Least Squares Regression Method

Vitalnet uses the "least squares" regression method to determine the time trend line. Therefore, to help users better understand time trend analysis, this page explains least squares.

Figure 1 |

Figure 2 |

Year | Year Index (X axis) |
Crude rate (per 100,000) (Y axis) |
Deaths |
---|---|---|---|

2001 | 0 | 25.533 | 5445 |

2002 | 1 | 25.941 | 5650 |

2003 | 2 | 25.603 | 5663 |

2004 | 3 | 24.126 | 5426 |

The standard method for determining the Y-intercept, the slope, and CI of the slope is described in "Statistics", 2nd edition, by Murray Spiegel, pages 296 and 319. The method, as adapted for use within Vitalnet, is as follows:

· SS == sum of squares

· CL == confidence level

· SD == standard deviation

· YI == Y-intercept

· yrRngs == year ranges (4)

· df == degrees of freedom

· numer == numerator

· denom == denominator

· yrRngs (number of year ranges) = 4

· sumX (sum of X values) = 0 + 1 + 2 + 3 = 6

· sumXX (SS of X values) = 0 + 1 + 4 + 9 = 14

· avgX (average X value) = 6 / 4 = 1.5

· avgXX (average X squared value) = 14 / 4 = 3.5

· df (degrees of freedom) = yrRngs - 2 = 2

· sumY (sum of Y values) = 25.533 + 25.941 +

25.603 + 24.126 = 101.203

· sumYY (SS for Y) = 651.934 + 672.936 +

655.514 + 582.064 = 2562.447

· sumXY (sum of XY values) = 0 + 25.941 +

51.206 + 72.378 = 149.525

· tVal (t Value) = 4.302656 (2 df and 95% CL)
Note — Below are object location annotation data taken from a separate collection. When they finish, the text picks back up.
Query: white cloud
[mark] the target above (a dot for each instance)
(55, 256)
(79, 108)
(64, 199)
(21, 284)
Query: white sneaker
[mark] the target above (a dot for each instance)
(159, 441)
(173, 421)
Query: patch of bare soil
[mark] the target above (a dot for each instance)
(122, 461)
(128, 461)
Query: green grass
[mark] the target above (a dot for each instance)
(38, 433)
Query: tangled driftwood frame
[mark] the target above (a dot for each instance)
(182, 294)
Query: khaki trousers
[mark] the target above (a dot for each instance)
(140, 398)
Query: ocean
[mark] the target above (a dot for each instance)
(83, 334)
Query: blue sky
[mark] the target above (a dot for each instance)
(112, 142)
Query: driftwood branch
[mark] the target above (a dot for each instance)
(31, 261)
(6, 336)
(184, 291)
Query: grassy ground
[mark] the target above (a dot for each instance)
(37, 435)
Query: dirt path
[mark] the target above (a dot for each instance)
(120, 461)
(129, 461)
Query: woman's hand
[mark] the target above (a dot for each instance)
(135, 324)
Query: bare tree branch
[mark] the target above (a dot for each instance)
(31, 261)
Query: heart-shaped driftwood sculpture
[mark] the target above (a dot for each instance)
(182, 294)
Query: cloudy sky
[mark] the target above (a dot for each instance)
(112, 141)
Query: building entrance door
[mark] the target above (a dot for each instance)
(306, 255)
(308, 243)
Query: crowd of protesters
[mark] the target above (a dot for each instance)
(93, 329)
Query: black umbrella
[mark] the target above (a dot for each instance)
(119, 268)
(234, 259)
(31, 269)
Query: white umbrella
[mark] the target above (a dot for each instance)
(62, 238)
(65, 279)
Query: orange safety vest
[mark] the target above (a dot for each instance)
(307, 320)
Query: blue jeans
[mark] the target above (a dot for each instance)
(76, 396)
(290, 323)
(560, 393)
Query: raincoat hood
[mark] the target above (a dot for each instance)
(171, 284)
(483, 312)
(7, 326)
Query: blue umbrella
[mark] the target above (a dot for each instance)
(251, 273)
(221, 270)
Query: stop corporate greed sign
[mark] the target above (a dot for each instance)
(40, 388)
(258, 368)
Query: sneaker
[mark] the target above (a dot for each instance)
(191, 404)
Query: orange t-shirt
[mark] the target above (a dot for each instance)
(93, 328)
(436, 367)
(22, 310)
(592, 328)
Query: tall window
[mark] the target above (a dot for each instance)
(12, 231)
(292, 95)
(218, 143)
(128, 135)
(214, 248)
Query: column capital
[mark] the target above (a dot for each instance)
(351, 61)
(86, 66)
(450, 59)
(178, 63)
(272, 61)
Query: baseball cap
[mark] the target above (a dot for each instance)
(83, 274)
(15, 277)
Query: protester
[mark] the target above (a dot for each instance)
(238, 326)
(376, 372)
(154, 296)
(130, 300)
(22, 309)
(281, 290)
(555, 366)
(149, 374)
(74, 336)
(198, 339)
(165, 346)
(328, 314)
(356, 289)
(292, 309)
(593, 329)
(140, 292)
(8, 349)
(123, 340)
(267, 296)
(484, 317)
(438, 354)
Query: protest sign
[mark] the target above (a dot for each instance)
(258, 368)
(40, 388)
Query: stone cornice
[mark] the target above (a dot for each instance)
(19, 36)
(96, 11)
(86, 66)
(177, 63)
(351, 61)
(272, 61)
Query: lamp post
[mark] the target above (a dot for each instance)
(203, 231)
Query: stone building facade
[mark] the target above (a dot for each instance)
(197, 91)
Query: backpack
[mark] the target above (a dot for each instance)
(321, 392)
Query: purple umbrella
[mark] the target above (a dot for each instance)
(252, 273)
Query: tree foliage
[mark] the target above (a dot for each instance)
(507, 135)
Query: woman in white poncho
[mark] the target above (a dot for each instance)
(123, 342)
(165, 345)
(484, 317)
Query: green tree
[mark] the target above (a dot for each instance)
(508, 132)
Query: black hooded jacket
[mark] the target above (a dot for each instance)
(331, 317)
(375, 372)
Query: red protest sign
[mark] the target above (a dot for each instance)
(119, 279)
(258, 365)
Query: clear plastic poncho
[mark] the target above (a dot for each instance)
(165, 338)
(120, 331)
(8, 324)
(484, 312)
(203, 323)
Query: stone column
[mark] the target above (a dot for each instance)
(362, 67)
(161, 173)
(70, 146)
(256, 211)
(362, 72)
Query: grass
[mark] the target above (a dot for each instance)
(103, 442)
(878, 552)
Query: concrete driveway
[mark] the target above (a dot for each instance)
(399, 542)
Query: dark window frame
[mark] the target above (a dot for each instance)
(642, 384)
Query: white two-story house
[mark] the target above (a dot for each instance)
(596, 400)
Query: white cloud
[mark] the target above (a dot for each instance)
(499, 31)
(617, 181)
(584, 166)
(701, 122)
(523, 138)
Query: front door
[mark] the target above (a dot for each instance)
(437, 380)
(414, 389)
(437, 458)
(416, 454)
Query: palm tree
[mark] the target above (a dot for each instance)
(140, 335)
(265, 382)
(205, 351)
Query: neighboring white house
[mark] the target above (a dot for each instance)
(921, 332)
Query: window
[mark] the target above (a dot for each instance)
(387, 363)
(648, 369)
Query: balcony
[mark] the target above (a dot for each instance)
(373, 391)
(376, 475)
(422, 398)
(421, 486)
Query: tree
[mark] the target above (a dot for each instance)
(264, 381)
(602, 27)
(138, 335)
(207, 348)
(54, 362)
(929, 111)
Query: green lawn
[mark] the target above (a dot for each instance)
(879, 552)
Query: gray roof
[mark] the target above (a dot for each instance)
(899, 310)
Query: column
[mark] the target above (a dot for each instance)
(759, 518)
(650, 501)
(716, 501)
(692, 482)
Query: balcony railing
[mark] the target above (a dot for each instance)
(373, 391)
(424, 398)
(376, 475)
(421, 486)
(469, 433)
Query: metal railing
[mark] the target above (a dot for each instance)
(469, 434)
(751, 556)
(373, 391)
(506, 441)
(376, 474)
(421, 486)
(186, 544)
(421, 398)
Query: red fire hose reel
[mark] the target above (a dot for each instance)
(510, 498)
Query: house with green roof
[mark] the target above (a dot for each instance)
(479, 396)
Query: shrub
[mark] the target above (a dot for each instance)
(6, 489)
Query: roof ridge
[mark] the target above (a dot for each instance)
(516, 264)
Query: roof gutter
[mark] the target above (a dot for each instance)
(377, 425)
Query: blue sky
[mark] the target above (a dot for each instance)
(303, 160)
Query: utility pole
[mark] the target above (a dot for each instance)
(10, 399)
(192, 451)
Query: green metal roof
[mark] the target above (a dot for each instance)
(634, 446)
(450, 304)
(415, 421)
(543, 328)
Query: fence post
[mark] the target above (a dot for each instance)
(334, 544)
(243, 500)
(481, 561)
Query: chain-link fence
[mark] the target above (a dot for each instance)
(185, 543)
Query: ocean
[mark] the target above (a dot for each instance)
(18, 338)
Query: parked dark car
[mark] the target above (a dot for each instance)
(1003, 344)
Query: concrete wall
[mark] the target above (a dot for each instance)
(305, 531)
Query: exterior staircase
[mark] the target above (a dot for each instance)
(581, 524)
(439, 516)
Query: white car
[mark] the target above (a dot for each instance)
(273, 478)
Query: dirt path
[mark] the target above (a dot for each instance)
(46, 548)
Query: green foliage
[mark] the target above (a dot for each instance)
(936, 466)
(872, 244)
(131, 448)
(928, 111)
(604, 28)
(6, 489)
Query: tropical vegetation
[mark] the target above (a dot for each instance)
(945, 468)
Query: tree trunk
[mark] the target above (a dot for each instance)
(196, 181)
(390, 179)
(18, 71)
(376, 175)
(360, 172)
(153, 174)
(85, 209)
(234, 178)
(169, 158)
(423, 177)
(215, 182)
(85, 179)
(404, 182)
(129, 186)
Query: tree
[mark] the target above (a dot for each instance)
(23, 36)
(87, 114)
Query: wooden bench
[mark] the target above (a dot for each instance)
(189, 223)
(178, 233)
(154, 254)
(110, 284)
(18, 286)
· varX (variance of X vals) = avgXX - (avgX * avgX)

· varX = 3.5 - 2.25 = 1.250

· stdDevX (SD of X values) = sqrt (varX) = 1.118

· numer = (sumY * sumXX) - (sumX * sumXY)

· denom = (yrRngs * sumXX) - (sumX * sumX)

· YI = numer / denom

· numer = (101.203 * 14) - (6 * 149.525) = 519.692

· denom = (4 * 14) - (6 * 6) = 20

· YI = 519.692 / 20 = 25.985

· numer = (yrRngs * sumXY) - (sumX * sumY)

· denom = (yrRngs * sumXX) - (sumX * sumX)

· slope = numer / denom

· numer = (4 * 149.525) - (6 * 101.203) = -9.118

· denom = (4 * 14) - (6 * 6) = 20

· slope = -9.118 / 20 = -0.456

· numer = sumYY - (YI * sumY) - (slope * sumXY)

· varOfEstimateOfYOnX = numer / yrRngs

· numer = 2562.447 - (25.985 * 101.203) -

(-0.456 * 149.525) = 0.870

· varOfEstimateOfYOnX = 0.870 / 4 = 0.218

· stdErrOfEstimateOfYOnX =

sqrt (varOfEstimateOfYOnX) = 0.466

· numer = tVal * stdErrOfEstimateOfYOnX

· denom = sqrt (df) * stdDevX

· halfInterval = numer / denom

· slopeLoLimit = slope - halfInterval

· slopeHiLimit = slope + halfInterval

· numer = 4.303 * 0.466 = 2.005

· denom = 1.414 * 1.118 = 1.581

· halfInterval = 2.005 / 1.581 = 1.268

· slopeLoLimit = -0.454 - 1.268 = -1.722

· slopeHiLimit = -0.454 + 1.268 = +0.814

· CI of the slope = -1.722 to +0.814

· numer = (yrRngs * sumXY) - (sumX * sumY)

· numer = (4 * 149.525) - (6 * 101.203) = -9.118

· xTerm = (yrRngs * sumXX) - (sumX * sumX)

· yTerm = (yrRngs * sumYY) - (sumY * sumY)

· xTerm = (4 * 14) - (6 * 6) = 20

· yTerm = (4 * 2562.447) - (101.203^2) = 7.741

· denom = xTerm * yTerm = 20 * 7.741 = 154.800

· co_of_determ = (numer * numer) / denom

· co_of_determ = (-9.118 * -9.118) / 154.800 = 0.537

The coefficient of determination (COD) is a measure of goodness of fit. If the data points fall on a straight line, the least squares line will be the same line, and COD = 1. If the data points are randomly distributed, COD = 0.

Vitalnet results for the above example. Some of the numbers may slightly differ, due to lower precision in the hand calculations.

In summary, the least squares finds the line considered to best fit the data, and determines if there is a significant upward or downward trend. However, as discussed elsewhere on this web site, the slope CI is incorrect when the data points are based on few observations. Thus, a better method for determining the slope CI is sought.